Dr. Mokdad: I’m not saying it’s too late to do anything. The decision was made too late. It should have been done much earlier. I’m not picking on Alabama. Even in Washington, I would have liked my governor to make that call much earlier.
I and everybody in this country, we saw a pandemic unfolding in China. We saw how aggressive their measures were. We know they suffered. We saw it. So why didn’t we prepare ahead of time for it? We knew this was coming in December or January. We had January and February.
We had over a month and a half to prepare. Let’s be realistic and say a month because the first case was in Seattle. So let’s say we had a month. Why are we having this discussion now about our capacity to produce ventilators? We are the United States of America. We have the best resources. We have the best minds here. We are a resilient population. If you inform the public and give them the right information at the right time, Americans love their country and want to protect each other.
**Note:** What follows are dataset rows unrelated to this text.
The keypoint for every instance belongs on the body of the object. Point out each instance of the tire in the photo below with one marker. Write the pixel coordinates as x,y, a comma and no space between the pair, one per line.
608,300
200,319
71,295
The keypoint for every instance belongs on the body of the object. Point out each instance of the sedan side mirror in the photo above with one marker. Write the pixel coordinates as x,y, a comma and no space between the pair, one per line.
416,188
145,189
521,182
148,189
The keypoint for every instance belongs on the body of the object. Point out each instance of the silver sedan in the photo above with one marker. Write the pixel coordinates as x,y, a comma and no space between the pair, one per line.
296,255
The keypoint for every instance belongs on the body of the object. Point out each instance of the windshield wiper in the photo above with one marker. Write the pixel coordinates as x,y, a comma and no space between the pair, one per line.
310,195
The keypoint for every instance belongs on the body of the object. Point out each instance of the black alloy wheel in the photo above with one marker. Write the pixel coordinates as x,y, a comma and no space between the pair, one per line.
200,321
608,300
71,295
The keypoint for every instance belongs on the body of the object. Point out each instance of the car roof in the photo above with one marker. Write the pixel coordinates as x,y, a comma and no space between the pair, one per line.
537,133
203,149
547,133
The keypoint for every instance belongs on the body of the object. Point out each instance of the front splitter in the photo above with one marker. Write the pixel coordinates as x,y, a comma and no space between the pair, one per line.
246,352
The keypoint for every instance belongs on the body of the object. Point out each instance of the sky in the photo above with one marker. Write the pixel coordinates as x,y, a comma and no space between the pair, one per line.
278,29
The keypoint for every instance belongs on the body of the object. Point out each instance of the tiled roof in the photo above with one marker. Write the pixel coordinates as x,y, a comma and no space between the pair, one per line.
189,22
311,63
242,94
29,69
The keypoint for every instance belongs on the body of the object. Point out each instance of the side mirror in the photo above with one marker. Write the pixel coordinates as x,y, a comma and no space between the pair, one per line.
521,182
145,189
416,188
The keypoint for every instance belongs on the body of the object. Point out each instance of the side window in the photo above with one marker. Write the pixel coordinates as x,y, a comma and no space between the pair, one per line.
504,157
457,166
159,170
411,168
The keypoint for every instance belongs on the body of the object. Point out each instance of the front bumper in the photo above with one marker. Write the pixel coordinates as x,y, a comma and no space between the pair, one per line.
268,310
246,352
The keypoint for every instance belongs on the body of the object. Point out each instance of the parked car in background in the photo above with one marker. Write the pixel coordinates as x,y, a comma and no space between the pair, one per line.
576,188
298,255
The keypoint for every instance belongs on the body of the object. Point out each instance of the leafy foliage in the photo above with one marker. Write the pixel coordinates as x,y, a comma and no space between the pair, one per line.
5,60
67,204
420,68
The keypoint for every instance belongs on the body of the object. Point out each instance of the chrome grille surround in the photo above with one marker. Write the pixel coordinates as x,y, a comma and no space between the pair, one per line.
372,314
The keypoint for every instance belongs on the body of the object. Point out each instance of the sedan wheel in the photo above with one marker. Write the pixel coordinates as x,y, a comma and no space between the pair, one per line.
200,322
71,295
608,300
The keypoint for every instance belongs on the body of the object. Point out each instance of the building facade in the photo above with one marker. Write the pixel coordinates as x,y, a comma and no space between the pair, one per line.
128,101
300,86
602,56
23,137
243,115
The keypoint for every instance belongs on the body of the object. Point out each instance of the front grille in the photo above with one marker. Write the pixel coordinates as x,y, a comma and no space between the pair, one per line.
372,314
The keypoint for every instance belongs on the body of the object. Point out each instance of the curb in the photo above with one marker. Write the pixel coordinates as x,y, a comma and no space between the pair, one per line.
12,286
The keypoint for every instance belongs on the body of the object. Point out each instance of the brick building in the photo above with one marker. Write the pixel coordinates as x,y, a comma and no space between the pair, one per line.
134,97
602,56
So they would have stayed at home. All of us should have made this call much earlier. It’s too bad that Alabama did it on April 4th, when other states started doing it in mid-March. Even those states should have done it earlier.
Q: What should people take away from your modeling?
Dr. Mokdad: We can still make a difference here by staying at home. We have to be very careful. At this time, especially in a state like Alabama, where I worked a lot with the CDC. I worked a lot in Alabama. We know the state has underserved populations. It has many minorities and vulnerable populations. We need to be compassionate.
It’s time for all of us right now, all of us in other states, to help Alabama. Alabama should not be left alone to deal with this burden. It’s time for us to focus on Alabama. I know New York is in the media, and they deserve that, but we should still not forget Alabama. You should not be left alone to deal with this.